Re: Sure: Bug with Encoding: \x80 \x81 ...
Thanks Mark,
>What character encoding is your connection set to use?
URL parameters do not play any role: it happens with and without
useUnicode=true&characterEncoding=UTF-8
(see another post
http://forums.mysql.com/read.php?39,154822,154822#msg-154822 - why do you need that?)
>What character encoding is your table and/or columns in the table?
utf8
[SHOW VARIABLES LIKE 'character_set%';] shows correct 'utf8' for all server, client, etc. (except binary file of course)
It is very strange reply from Server (with utf8 encoding): '\x80\x81'; looks like JDBC<->MySQL uses ASCII-encoded text. utf8-Euro-Sign can't be encoded as \x80. It MUST BE \x20AC instead...
>Please note that default-character-set is deprecated
I do not use it.
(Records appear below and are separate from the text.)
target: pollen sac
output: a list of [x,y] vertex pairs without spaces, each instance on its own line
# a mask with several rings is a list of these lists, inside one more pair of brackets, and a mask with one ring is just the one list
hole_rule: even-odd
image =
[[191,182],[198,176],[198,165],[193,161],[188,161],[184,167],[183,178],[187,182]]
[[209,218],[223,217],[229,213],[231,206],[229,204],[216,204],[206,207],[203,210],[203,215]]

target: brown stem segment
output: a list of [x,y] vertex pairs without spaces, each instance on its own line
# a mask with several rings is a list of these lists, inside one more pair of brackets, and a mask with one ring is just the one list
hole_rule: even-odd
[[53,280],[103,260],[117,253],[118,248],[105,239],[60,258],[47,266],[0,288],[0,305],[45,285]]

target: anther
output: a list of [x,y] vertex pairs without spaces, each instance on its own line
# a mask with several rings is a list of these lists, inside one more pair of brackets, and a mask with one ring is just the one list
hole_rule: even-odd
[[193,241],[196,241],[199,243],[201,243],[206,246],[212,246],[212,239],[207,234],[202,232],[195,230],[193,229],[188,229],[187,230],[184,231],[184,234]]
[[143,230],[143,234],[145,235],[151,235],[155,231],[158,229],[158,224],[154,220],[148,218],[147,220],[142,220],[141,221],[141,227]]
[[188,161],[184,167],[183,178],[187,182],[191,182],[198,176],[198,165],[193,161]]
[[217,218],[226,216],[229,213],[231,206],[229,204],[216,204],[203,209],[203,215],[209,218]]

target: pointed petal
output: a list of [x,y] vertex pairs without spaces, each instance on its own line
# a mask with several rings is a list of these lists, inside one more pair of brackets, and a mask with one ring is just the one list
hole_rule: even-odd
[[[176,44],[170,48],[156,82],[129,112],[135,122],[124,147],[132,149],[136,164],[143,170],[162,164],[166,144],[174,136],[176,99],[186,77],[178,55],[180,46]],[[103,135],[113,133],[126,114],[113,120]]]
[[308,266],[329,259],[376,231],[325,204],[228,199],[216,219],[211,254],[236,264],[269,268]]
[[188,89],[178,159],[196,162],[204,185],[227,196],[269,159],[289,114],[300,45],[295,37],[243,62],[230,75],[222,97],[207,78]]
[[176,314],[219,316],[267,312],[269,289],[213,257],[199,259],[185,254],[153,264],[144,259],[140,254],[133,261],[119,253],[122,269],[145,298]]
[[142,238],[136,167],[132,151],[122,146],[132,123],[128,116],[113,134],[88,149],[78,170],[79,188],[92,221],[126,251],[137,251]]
I use single character-set-server=utf8 and it sets default utf8 to all the rest parameters.
I noticed same kind of errors happen with PHP clients... It's probably not JDBC related, but I don't know where happens the conversion between Java String and MySQL utf8... At least, JDBC driver could replace such characters with specifically designed symbol "Reverse Question Mark" before sending it to a server.
Temporary workaround: I'll use BLOB instead of TEXT, and I'll serialize Java String as a byte array (and probably additional field with encoding scheme).
The problem is very rare... I parsed and stored in a database millions of web pages, and a few have such bytes... It didn't happen with VARCHAR yet.